A group of New York Times journalists — members of the NewsGuild of New York — conducted a statistical analysis of The Times’s performance review system, and found that their news organization had for years given significantly lower ratings to employees of color.
The report, which spurred changes in the practices of one of the country’s largest newsrooms, relied on data journalism techniques to further the goals of diversity and fairness, in service not only of journalists but also of readers.
The goals of this project were similar to those envisioned regularly by journalists — revealing systemic inequalities and inspiring change to correct them. But this time, the journalists were turning a lens on an unusual center of power: their own newsroom.
The project had almost immediate effects: Despite having previously denied and downplayed the racial disparities in the company’s performance review process, The Times’s leaders soon formed an internal team of top editors to tackle the problem.
As a result of that review, the company this year is providing additional training for managers and a more rigorous review of managers’ proposed ratings for their employees. Journalists in the NewsGuild will conduct follow-up analyses to see whether these procedural changes lead to improvements, and will continue to press the company to provide a fair work environment. The goal is to ensure journalists from diverse backgrounds are fully welcome and supported at The TImes, so that the newsroom can better report on New York City and the country as a whole.
Since the project was published, it has been discussed in dozens of other newsrooms across the country. We understand that several are now working on their own analyses.
We used a wide range of statistical modeling techniques, including:
* linear regression
* ordered logistic regression (our main model)
* Poisson regression
* Hierarchical mixed-effects models
* Kruskal-Wallis and Cochran-Mantel-Haenszel tests
We also replicated the methodology the company’s consultant had used in claiming that its system did not show evidence of disparities — and ran simulations using dummy data to test it. We also made several static data visualizations to help communicate our findings to readers.
All of this was done in the statistical programming language R. We shared outputs from our analysis with a range of experts, including leading econometricians who study racial discrimination.
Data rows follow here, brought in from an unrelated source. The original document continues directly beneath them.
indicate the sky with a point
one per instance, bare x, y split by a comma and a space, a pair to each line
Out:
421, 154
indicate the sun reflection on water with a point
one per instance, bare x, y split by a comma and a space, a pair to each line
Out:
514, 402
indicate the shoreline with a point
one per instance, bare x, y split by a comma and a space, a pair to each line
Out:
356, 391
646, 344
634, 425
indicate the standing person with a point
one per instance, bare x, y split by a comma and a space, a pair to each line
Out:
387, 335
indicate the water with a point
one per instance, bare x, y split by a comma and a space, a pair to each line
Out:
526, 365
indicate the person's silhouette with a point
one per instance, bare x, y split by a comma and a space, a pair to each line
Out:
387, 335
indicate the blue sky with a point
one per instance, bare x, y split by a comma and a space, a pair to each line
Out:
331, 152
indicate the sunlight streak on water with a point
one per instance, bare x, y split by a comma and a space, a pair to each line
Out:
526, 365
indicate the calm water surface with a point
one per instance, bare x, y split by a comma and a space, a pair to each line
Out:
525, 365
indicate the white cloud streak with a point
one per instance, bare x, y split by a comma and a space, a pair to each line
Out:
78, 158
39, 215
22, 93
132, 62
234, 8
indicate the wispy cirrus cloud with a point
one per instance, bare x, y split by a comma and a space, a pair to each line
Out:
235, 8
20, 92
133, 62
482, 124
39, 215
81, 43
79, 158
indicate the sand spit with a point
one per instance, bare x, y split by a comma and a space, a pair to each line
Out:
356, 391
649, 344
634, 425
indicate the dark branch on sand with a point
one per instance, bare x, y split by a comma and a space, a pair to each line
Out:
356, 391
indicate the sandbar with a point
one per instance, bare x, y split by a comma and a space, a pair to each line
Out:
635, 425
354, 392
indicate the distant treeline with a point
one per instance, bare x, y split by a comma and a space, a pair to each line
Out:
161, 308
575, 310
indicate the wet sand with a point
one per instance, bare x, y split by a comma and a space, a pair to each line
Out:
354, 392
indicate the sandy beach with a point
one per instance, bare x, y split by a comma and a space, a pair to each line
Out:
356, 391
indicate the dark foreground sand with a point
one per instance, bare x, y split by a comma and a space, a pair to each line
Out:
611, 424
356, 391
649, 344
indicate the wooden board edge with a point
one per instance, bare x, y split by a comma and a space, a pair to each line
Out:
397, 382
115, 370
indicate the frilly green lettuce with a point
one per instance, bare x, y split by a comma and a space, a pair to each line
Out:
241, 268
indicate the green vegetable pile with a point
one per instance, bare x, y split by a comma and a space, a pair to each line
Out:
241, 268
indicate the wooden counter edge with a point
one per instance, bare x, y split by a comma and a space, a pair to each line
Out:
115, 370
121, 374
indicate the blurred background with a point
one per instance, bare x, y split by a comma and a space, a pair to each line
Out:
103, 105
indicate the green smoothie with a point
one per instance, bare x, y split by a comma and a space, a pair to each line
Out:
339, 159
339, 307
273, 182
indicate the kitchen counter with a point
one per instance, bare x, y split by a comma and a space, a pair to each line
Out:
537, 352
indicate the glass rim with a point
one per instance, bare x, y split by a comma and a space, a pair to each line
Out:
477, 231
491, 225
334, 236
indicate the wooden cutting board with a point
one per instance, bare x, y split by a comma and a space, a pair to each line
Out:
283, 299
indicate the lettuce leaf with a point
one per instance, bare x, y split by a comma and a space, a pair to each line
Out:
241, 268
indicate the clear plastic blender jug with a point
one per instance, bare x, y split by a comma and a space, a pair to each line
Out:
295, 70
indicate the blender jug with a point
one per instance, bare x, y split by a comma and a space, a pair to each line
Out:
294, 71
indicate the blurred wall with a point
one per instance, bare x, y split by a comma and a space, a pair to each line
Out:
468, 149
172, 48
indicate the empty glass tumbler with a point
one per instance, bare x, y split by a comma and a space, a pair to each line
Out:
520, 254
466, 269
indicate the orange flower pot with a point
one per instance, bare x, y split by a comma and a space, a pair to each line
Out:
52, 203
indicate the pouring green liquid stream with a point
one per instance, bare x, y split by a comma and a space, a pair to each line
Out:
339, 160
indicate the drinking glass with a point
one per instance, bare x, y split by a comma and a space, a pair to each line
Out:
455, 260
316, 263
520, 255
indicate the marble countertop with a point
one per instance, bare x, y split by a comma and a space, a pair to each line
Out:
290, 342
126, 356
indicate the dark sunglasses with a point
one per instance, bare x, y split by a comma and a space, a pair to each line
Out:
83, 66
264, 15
Context about the project:
Obviously, a group of journalists and other employees coming together to write a report that criticizes theit own employer is uncomfortable. The protections labor law gives us, as union members, to speak freely about the terms of our employment were critical in our ability to both do this project and to publish it publicly.
We also relied on data that the company is required, under our contract, to provide to the union. Performance review data is quite sensitive, and workers would not normally have access to this kind of information absent a negotiated union contract requiring the company to provide it.
What can other journalists learn from this project?
It can be useful to train the kind of investigative and analytical lens we often apply to companies and organizations on our own newsrooms. These newsrooms can be as powerful and as important to society as any corporation or local government entity, and it is important that they be held accountable.